Problem writing data to S3 with Kinesis Firehose Delivery Stream from Kinesis Data Stream source


I'm sending JSON files with the Kinesis Agent (using a Docker image) to to Kinesis Data Stream, which then acts as a source for the Kinesis Firehose Delivery Stream, which should then write the files to S3, but nothing is appearing in S3.

The JSON data flows into the Data Stream, and is visible in the monitoring as well as the agent logs:

2019-04-16 19:00:14.036+0000 6ae9843658b1 (Agent.MetricsEmitter RUNNING) com.amazon.kinesis.streaming.agent.Agent [INFO] Agent: Progress: 18947 records parsed (490492 bytes), and 18500 records sent successfully to destinations. Uptime: 900020ms

I have a small shell script which copies the JSON files into the input folder (which the agent is monitoring) at 2 second intervals. Each file is picked up by the Kinesis Agent:

2019-04-16 19:00:15.015+0000 6ae9843658b1 (FileTailer[kinesis:dev-kinesis-stream:/tmp/stream/*.json]) com.amazon.kinesis.streaming.agent.tailing.KinesisParser [INFO] KinesisParser[kinesis:dev-kinesis-stream:/tmp/stream/*.json]: Continuing to parse /tmp/stream/testfile00001.json.

However, nothing arrives in my Firehose Delivery stream or my S3 bucket.

In my firehose I've set the Buffer conditions to "1 MB or 60 seconds" and have encryption and compression disabled. This should allow the files to pass through to S3 since each file only contains a small array (file size ~1 KB).

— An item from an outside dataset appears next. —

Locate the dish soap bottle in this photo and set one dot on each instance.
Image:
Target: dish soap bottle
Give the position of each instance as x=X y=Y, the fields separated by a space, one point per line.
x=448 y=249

I'm stumped and don't quite understand what else could be the reason.

Any help is appreciated!


Solution

  • So I figured this out on my own. The problem was with the IAM policies which I had defined. Basically, the firehose IAM role did not have the appropriate role policies attached to it and data was not being written to S3 (due to permission issues).